Der von US-Präsident Donald Trump angekündigte Truppenabzug aus Syrien bringe die bisherigen Verbündeten der USA zwischen die Fronten, sagte der Politologe Volker Perthes im Dlf. Das betreffe vor allem die Kurden-Milizen. Trumps Entscheidung spiele nicht nur Baschar al-Assad in die Hände, sondern auch dem Iran.

Volker Perthes im Gespräch mit Sarah Zerback | 20.12.2018
    US-Truppen mit gepanzerten Fahrzeugen gehen in Stellung in den Außenbezirken der Stadt Manbij.
    Bislang unterstützten US-Soldaten in Syrien unter anderem die "Demokratischen Kräfte Syriens" (SDF) (dpa-Bildfunk / AP / Arab 24 network)
    Sarah Zerback: Der US-Präsident hat den IS in Syrien für besiegt erklärt und damit begonnen, seine Truppen aus dem Land abzuziehen - aus Syrien.
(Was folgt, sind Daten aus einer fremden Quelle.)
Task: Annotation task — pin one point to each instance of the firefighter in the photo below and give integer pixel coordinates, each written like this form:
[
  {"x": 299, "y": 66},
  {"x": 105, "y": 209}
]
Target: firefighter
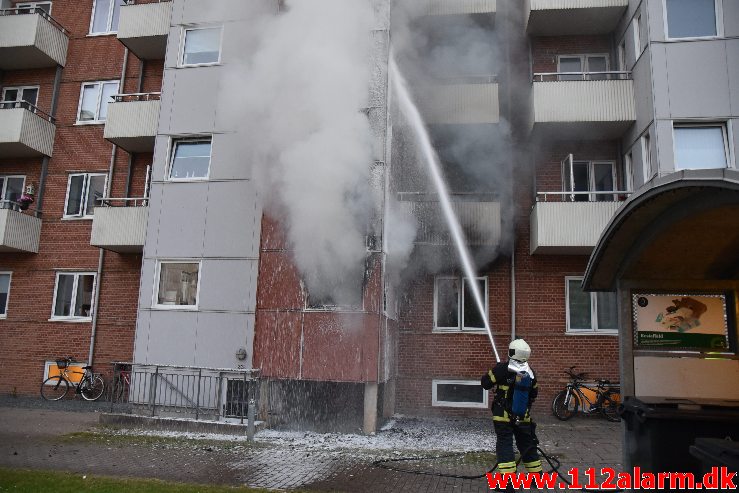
[{"x": 512, "y": 419}]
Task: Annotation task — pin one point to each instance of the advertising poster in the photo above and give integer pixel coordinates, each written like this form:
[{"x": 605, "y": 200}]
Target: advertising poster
[{"x": 681, "y": 321}]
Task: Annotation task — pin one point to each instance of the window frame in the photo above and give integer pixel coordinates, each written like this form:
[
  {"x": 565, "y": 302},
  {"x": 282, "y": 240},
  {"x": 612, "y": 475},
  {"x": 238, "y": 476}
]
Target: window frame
[
  {"x": 594, "y": 330},
  {"x": 9, "y": 273},
  {"x": 85, "y": 195},
  {"x": 718, "y": 16},
  {"x": 73, "y": 318},
  {"x": 157, "y": 281},
  {"x": 460, "y": 305},
  {"x": 173, "y": 143},
  {"x": 435, "y": 402},
  {"x": 183, "y": 38},
  {"x": 725, "y": 134},
  {"x": 109, "y": 22}
]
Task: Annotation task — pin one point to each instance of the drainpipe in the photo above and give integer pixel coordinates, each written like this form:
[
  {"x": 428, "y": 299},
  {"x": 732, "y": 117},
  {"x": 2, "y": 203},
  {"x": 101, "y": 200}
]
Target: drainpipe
[
  {"x": 45, "y": 161},
  {"x": 101, "y": 255}
]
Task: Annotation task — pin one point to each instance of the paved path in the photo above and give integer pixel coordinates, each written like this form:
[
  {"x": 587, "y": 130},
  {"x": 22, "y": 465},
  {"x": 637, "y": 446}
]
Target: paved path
[{"x": 44, "y": 438}]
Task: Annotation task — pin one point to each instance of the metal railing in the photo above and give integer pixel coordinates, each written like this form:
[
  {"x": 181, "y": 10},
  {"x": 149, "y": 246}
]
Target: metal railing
[
  {"x": 200, "y": 393},
  {"x": 35, "y": 10},
  {"x": 137, "y": 96},
  {"x": 9, "y": 105},
  {"x": 568, "y": 76}
]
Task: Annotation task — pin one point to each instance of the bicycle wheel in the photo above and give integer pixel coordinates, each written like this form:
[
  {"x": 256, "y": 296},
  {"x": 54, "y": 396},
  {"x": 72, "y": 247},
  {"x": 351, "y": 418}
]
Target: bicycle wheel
[
  {"x": 54, "y": 388},
  {"x": 565, "y": 405},
  {"x": 92, "y": 388},
  {"x": 609, "y": 409}
]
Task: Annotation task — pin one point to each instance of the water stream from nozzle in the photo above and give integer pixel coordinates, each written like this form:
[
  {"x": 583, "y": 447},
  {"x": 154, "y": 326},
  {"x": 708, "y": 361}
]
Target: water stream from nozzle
[{"x": 409, "y": 109}]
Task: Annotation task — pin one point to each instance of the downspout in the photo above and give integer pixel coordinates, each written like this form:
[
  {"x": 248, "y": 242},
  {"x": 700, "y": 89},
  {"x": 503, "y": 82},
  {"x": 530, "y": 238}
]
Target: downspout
[
  {"x": 101, "y": 255},
  {"x": 45, "y": 161}
]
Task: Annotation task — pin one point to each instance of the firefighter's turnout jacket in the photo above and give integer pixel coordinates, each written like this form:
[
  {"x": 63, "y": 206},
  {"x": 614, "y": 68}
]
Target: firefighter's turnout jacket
[{"x": 504, "y": 380}]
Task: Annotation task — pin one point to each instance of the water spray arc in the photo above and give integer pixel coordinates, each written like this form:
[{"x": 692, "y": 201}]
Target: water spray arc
[{"x": 409, "y": 109}]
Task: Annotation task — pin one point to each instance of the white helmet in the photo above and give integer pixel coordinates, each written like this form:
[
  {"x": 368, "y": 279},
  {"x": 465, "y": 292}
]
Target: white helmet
[{"x": 519, "y": 350}]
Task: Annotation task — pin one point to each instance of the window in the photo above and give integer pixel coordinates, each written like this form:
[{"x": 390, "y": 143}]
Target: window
[
  {"x": 4, "y": 293},
  {"x": 589, "y": 176},
  {"x": 201, "y": 46},
  {"x": 178, "y": 284},
  {"x": 691, "y": 18},
  {"x": 85, "y": 191},
  {"x": 582, "y": 63},
  {"x": 590, "y": 312},
  {"x": 700, "y": 146},
  {"x": 73, "y": 295},
  {"x": 190, "y": 159},
  {"x": 12, "y": 96},
  {"x": 459, "y": 393},
  {"x": 455, "y": 308},
  {"x": 94, "y": 99},
  {"x": 105, "y": 15}
]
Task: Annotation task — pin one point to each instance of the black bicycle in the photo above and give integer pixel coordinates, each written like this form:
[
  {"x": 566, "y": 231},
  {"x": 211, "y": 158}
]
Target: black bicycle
[
  {"x": 90, "y": 386},
  {"x": 605, "y": 401}
]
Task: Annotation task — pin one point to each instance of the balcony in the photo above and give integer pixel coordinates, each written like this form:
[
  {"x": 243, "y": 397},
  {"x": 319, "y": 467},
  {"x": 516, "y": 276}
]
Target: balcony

Davon fühlt sich selbst die eigene Regierungsmannschaft in Washington überrumpelt. Auch international gibt es Kritik, allen voran aus Großbritannien, aus Sorge um das höchst fragile Machtverhältnis in der Region, in Syrien, im Mittleren Osten. Das können wir jetzt analysieren mit Volker Perthes, dem Syrien-Experten und Leiter der Stiftung Wissenschaft und Politik. Guten Morgen, Herr Perthes.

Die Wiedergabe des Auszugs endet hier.